Edmund A Howes

Edmund A. Howes

Biography courteously provided by Joyce Riedinger, Delaware County Coordinator.

EDMUND A. HOWES, a worthy citizen of Tompkins, was born in this town February 27, 1857. The Howes family, which is of English ancestry, came to New York from Cape Cod. Edmund Howes, grandfather of Edmund A., was engaged in farming and lumbering in the town of Thompson, Sullivan County, where he erected a house, which still stands. His wife was Polly Fields; and they had the following family: George, Benjamin, Jesse, Samuel, Edmund, Deborah, Emilly, Elizabeth, and Jane. Edmund Howes died in 1838, having passed the greater part of his life in Thompson, where he was buried.

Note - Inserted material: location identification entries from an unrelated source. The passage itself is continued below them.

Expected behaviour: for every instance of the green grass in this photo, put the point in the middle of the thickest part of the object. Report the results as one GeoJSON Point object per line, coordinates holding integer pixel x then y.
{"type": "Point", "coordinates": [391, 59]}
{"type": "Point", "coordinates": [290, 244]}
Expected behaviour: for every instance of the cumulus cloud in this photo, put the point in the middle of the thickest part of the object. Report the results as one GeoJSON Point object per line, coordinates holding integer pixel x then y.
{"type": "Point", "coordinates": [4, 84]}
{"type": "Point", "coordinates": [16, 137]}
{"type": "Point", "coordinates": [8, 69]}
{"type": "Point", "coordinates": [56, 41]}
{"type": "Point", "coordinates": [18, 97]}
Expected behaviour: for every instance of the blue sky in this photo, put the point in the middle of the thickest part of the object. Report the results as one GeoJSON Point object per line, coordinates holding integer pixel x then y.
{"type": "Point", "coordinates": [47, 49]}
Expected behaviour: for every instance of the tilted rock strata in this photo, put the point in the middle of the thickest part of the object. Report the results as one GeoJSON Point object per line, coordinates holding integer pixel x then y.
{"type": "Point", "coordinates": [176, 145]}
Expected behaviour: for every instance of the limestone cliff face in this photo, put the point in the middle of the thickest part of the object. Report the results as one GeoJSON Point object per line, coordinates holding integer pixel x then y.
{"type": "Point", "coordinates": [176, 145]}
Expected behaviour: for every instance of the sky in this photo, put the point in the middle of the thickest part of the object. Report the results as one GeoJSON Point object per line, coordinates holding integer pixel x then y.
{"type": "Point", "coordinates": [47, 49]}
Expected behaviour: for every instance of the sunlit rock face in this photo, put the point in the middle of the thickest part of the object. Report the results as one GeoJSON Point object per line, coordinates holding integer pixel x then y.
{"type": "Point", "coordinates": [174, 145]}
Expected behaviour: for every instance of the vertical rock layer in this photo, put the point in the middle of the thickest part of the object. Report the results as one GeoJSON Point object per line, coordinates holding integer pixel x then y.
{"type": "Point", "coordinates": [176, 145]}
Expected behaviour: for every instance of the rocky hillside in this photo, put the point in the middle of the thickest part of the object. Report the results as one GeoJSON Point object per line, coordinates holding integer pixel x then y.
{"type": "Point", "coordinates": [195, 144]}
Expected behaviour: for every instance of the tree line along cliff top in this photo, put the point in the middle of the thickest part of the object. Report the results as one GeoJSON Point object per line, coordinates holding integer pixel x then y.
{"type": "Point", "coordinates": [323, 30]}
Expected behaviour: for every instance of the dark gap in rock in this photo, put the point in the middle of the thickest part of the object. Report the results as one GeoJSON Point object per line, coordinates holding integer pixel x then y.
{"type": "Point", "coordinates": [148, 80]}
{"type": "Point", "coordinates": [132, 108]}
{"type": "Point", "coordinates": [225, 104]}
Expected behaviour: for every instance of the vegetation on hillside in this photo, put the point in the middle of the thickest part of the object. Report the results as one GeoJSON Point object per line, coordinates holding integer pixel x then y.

Jesse, the third son, was born in Bridgeville, and spent his boyhood on the home farm. When about twenty-one, he started out for himself as a carpenter and joiner, following that occupation until 1850, when, in company with his brother George, he purchased a tract of land on the Delaware River near Long Eddy, and here engaged in shipping lumber to Philadelphia. He was an excellent swimmer and an expert hunter, the hero of many thrilling adventures. After about eight years he sold his interest to his brother, and in 1855 purchased a tract of one hundred acres of timbered land on Bullock Hill, where he erected a log cabin, and began to fell the trees. He later built a frame house on the same site, and engaged in farming and dairying. He married Susan Jenkins, daughter of Horace and Anna (Vermilyea) Jenkins, of Roxbury, N. Y. She is still living, and is greatly esteemed by all. Her father was in his younger days one of the most prominent men of his town; he now spends much of his time with his grand-daughter, Mrs. Howes.

Mr. and Mrs. Jesse Howes were the parents of twelve children, namely: Anna F., widow of Charles Drake, a farmer of Tompkins, who died in 1881, and is buried on Knickerbocker Hill; Loomis; Horace J., who married Ella A. Drake, a sister of Charles Drake; Eva A., who married S. L. Niles, of Tompkins; Hiram J., a school-teacher; Edmund A., whose name heads this sketch; Annetta, who married Jesse Gardner, a physician in Anemdeta, Ohio; Emily J., the wife of Frank Clark, a butcher of Walton, of the firm of Clark & Webster; Samuel, who died at the age of two years; Mary E., who teaches school on Knickerbocker Hill; Arthur R., who follows the occupation of a butcher; Helen M., wife of Frank Wells, of Masonville; Frank C., who lives on the old homestead and carries on the farm.

Edmund A. Howes was educated in the district schools of his native town, and when eighteen began to teach in Peasetown, Broome County. He afterward taught at Bennettsville, Chenango County, and later five terms in Masonville, teaching sixteen terms altogether. January 1, 1883, he married Maggie E. Finch, daughter of Henry and Mary Jane (Carroll) Finch, of Sidney. The grandfather of Mrs. Jonas Finch was born in Cairo, Greene County, son of Amos and Martha (Parks) Finch. Amos Finch was a Revolutionary soldier, and engaged in farming in Dutchess County. Jonas married Henrietta Lennon, who lived to be eighty-seven years old, and died in 1874. His son, Henry Finch, father of Mrs. Howes, was born June 22, 1823, was a farmer in Masonville, but later bought land in Williamsport, Pa. In 1862 he enlisted in the war, in which he served ten months, returning to Pennsylvania after peace was declared. He now resides, retired from active work, in Sidney. His wife was Mary J. Carroll, daughter of Samuel Carroll, of Tompkins; and she was the mother of twelve children: Zaccheus, who married Rosetta Teed, of Sidney; Sarah, wife of Edgar Teed, of Stevensport, Pa.; Henrietta, who married Duane Hand, a farmer in Morris, Ontario County; Louisa, wife of Robert Stewart, of Sidney, who died in 1894; Anna, who married Warren Hodges, a farmer of Sidney; Maggie; Henry, who married Mary Bradley, of Tompkins; Emeline, who died at the age of sixteen; Almetta, who married James Hodges, of Sidney; Nora, the wife of Edwin Wheat, a carpenter of Sidney; Norman, who married Bertha Gaylord, and is engaged in farming in Sidney; and James.

Mr. and Mrs. Howes have one son, Fred E., born June 10, 1885, who now attends school in District No. 7. Mr. Howes is very prominent in town affairs, and has held various offices of trust. He is Justice of the Peace, has been Inspector and Auditor, and was a member of the Republican County Committee during the years of 1881 and 1882. He is a Republican in politics, and is widely known and esteemed.